Vincenza Mazzeo spent a semester in Johannesburg, South Africa, conducting archival research for her dissertation on women’s multi-racial activism during the 1980s. While in South Africa, Vincenza visited the South African History Archive (SAHA) and Historical Papers Research Archive which are both housed at the University of Witwatersrand. Benjamin Barrett, who joined the Department this Fall, spent the past year in Marseille, France, teaching English in a lycée as a Fulbright English Teaching Assistant.
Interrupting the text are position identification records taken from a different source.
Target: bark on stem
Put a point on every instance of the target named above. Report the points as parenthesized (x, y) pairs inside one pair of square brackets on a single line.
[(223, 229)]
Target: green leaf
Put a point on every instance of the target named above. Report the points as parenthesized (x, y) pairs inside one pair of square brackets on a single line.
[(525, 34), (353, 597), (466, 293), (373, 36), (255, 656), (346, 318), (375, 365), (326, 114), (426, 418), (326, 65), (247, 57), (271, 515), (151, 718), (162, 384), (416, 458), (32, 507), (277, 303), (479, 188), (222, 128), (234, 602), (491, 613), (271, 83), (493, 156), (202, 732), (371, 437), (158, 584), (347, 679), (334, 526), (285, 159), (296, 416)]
During that time Barrett was able to conduct research in the Archives Départementales of the Bouches-du-Rhone on documents produced during the Federalist Revolt and its aftermath during the French Revolution. Benjamin will put this research to good use in the crafting of his First Year Paper. Arthur Lee and Nir Eydan were also in France conducting research in 2023.

Over the summer, Anna Roberts spent two weeks researching in Glasgow, at the University of Glasgow Library and at the Glasgow Museums Resource Center, looking through their collection of Scottish snuffboxes and African snuffbottles for her dissertation. She then headed to London for three weeks to complete important research at the British Library and the National Archives in Kew. Roberts hopped back over the pond in September to present at an International Society for Intellectual History conference in Edinburgh, and to spend a week at the Cumbria Archives in Carlisle, with an additional day in London analyzing snuffboxes held by the National Maritime Museum. Anna will be spending October at the Lewis Walpole library in Connecticut. Joao Gabriel has been conducting research in Guadeloupe since December of 2022. Earlier this year, Joao Gabriel received the Millstone Fellowship from the Western Society for French History, which will allow him to conduct research in a series of French cities, namely Paris, Roubaix, and Aix-en-Provence. Thanks to the summer fellowship from the Program in Latin American, Caribbean, and Latinx studies, Gabriel was able to conduct research in French Guiana in August and in Martinique in September and October.

 In the coming school year, Hopkins Graduate students will continue to have opportunities to take their work on the move as well. Chloe Hawkey and Laurence Bond, for instance, successfully submitted a panel proposal for the 2024 meeting of the AHA in San Francisco, bringing together the historiography of Medieval studies and Modern American History in a move inspired by Dr Anne Lester’s course “Making Medieval History in ‘Modern’ America.” Being “on the move” is a key aspect of our work. From field work, to research, to collaborative work at conferences, History often happens outside the confines of our respective departments. In the upcoming years Hopkins students will hopefully continue to take their training on the go, from archival skills to pointed seminar questions, to publications and conferences.